Jason Rutherglen made changes - 12/May/09 03:20 AM
Attachment LUCENE-1313.patch [ 12407841 ]
Jason Rutherglen added a comment - 12/May/09 07:24 PM
I think the easiest way to handle the ram buf size vs. the ram
dir size is the allow each to grow on request. I have some code
I need to test that implements it. This way we're growing based
on demand and availability. The only thing we may want to add is
a way to grow and perhaps automatically flush based on the
growth requested and perhaps prioritizing requests?

Jason Rutherglen added a comment - 19/May/09 09:59 PM
  • All tests pass, added more tests
  • Added DocumentsWriter.growRamBufferBy/growRamDirMaxBy methods
    that allow dynamically requesting more ram. We start off at
    50/50, ramdir/rambuffer. Then whenever one needs more, grow* is
    called.
  • We need a RAMPolicy class that allows customizing how ram is
    allocated. Currently the ramdir and the rambuffer compete for
    space, the user will presumably want to customize this.
  • I'm not sure the flushing always occurs when it should, and
    not sure yet how to test to insure it's flushing when it should
    (other than watching a log). What happened to the adding logging
    to Lucene patch?

Jason Rutherglen made changes - 19/May/09 09:59 PM
Attachment LUCENE-1313.patch [ 12408521 ]
Jason Rutherglen made changes - 20/May/09 04:31 AM
Description Realtime search with transactional semantics.

Possible future directions:
  * Optimistic concurrency
  * Replication

Encoding each transaction into a set of bytes by writing to a RAMDirectory enables replication. It is difficult to replicate using other methods because while the document may easily be serialized, the analyzer cannot.
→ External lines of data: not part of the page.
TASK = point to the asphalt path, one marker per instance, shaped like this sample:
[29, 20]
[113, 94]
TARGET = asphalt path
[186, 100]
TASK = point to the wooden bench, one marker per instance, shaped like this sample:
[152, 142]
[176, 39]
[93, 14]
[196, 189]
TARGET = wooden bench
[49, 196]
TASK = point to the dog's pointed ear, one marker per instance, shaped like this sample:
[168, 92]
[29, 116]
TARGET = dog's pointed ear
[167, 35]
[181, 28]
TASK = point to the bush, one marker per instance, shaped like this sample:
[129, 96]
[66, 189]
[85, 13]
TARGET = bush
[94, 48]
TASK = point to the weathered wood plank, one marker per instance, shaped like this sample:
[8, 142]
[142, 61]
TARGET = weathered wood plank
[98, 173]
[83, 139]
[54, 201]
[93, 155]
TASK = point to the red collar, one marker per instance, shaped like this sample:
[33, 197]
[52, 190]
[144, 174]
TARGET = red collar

I think this issue can hold realtime benchmarks which include indexing and searching concurrently.
Enable near realtime search in Lucene without external
dependencies. When RAM NRT is enabled, the implementation adds a
RAMDirectory to IndexWriter. Flushes go to the ramdir unless
there is no available space. Merges are completed in the ram
dir until there is no more available ram.
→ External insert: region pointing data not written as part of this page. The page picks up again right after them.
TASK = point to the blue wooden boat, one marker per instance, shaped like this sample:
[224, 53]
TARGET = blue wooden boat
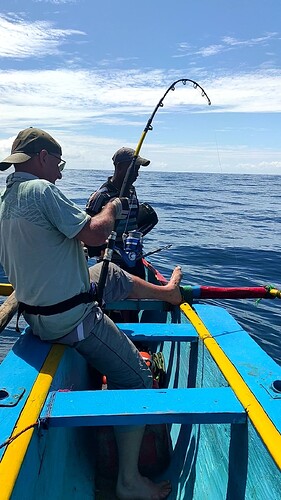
[220, 410]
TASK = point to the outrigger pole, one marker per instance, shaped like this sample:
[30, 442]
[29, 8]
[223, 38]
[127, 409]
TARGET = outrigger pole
[127, 182]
IW.optimize and IW.commit flush the ramdir to the primary
directory, all other operations try to keep segments in ram
until there is no more space.
Michael McCandless added a comment - 22/May/09 01:47 PM
I think generally we are close. I have lots of little comments from
looking through the patch:
  • Can you update the CHANGES entry to something like "IndexWriter
    now uses RAM more efficiently when in near real-time mode"? (Ie
    we don't pass RAMDir to IW).
  • DW.push/getRAMDirSize, RAMTotalMax, RAMBufferAvailable, etc. need
    to be synchronized?
  • Since IW.flushDocStores always goes to the main directory, why
    does it now take a Directory arg?
  • I don't think doAfterFlush should be responsible for calling
    pushRamDirSize(); that's more of a hook for external subclasses.
  • Yes, IW.ramSizeInBytes() should include the ramDir's bytes
  • There are still places where Directory.contains should be used,
    instead of pulling both dirs and checkign each. EG, the assert in
    DW.applyDeletes, and this assert in IW:
    if (ramNrt && merge.directory == switchDirectory) {
      assert !merge.useCompoundFile;
    }

    I'd like to eliminate IW.getInternalDirectory, if possible: to
    anyone interacting with IW, there is only one Directory, and the
    switching is entirely "under the hood".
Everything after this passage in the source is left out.